What’s the culprit of investors tepid reaction? In the latest quarter, it seems the disappointment was tied to the number of active users. The company a little more than 7 million while investors were looking for 8 million. More broadly, though, it seems that many are no longer so sure that Snapchat can effectively compete with Facebook and its Instagram unit. Snapchat was once valued by its users because of its disappearing image feature which helped erode privacy concerns. It also introduced a “My Story” feature that allows users to share a stream of images compiled together with friends. As it turns out, these features are not that hard to copy and Instagram has. It’s “Stories” feature – similar to Snapchat’s – now has 250 million active users and with the advantage of a larger ecosystem is there a meaningful reason why new users would continue signing up for Snapchat at explosive rates?

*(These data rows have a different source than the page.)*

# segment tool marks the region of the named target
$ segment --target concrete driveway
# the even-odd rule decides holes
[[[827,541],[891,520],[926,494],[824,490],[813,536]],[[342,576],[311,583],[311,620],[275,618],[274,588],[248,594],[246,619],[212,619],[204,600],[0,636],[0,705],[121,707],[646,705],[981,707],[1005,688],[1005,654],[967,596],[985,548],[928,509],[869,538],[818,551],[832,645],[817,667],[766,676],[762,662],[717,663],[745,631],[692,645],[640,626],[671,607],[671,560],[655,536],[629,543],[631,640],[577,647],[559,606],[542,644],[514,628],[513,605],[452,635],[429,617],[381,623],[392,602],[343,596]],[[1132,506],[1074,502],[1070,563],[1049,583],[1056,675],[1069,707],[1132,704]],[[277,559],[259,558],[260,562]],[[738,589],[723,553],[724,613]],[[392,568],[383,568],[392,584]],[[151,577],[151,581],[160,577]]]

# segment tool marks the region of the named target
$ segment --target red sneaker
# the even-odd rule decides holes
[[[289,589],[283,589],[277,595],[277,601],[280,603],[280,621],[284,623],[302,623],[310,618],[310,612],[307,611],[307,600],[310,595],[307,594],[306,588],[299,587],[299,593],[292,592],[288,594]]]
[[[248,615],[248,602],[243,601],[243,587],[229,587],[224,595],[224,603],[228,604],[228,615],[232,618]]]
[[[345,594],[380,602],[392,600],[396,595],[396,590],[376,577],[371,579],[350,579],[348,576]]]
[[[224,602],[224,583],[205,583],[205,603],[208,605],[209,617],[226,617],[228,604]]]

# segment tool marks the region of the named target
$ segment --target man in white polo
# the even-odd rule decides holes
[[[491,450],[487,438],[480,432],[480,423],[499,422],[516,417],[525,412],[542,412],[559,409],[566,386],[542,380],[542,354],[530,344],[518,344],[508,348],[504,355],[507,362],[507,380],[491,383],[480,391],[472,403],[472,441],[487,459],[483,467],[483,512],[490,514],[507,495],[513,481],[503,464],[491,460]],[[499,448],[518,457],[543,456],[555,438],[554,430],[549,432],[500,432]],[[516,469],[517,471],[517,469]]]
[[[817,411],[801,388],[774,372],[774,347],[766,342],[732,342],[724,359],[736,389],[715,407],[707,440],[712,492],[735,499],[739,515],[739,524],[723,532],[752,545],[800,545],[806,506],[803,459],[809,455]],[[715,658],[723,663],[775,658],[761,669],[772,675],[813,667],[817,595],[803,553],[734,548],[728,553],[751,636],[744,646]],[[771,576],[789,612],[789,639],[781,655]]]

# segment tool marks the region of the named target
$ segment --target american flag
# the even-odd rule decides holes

Another example of the difficult terrain for start-ups is Blue Apron. It was founded in 2012 and delivers foods to it customers that can be combined in recipes. Combining healthy ingredients with the convenience of delivery and the appeal of a home meal, the company soon one converts. In its most recent quarter, Blue Apron fulfilled more than 4 million orders from 940,000 customers and its revenue of $238 million was 18% higher than last year. But, its stock too was punished when it reported earnings. After listing at $10 per share on June 29th, the price of the stock has already been cut nearly in half to $5.07, valuing it at close to $1 billion. For Blue Apron, its Amazon that observers worry about.

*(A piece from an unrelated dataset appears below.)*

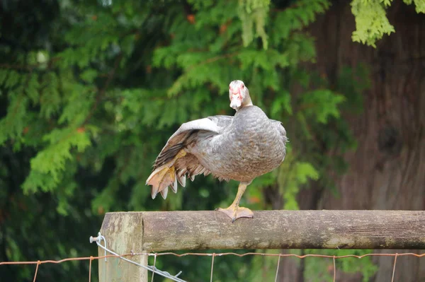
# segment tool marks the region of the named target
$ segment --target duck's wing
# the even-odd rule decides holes
[[[158,155],[154,165],[154,171],[146,181],[147,185],[152,186],[152,198],[155,198],[158,192],[160,192],[165,199],[169,186],[173,192],[176,192],[177,181],[185,187],[186,175],[193,180],[195,175],[201,173],[208,175],[211,173],[200,164],[195,155],[188,153],[185,148],[193,142],[198,142],[200,139],[220,134],[232,120],[233,117],[213,116],[181,124]]]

Amazon recently announced plans to purchase Whole Foods for $13.7 billion and it also filed for trademark registration the phrase “We do the prep. You be the chef.” Should Amazon move in a big way onto Blue Apron’s turf, would it really have the resources to match Amazon on pricing? Probably not.
Innovation powers the economy forward and companies like Amazon and Facebook have provided plenty of it to the world. But, if we’re moving into a new period where it gets harder and harder to find niches in which to compete against broader ecosystems are we in danger of an unprecedented concentration of corporate power in the hands of a few companies? Only time can answer.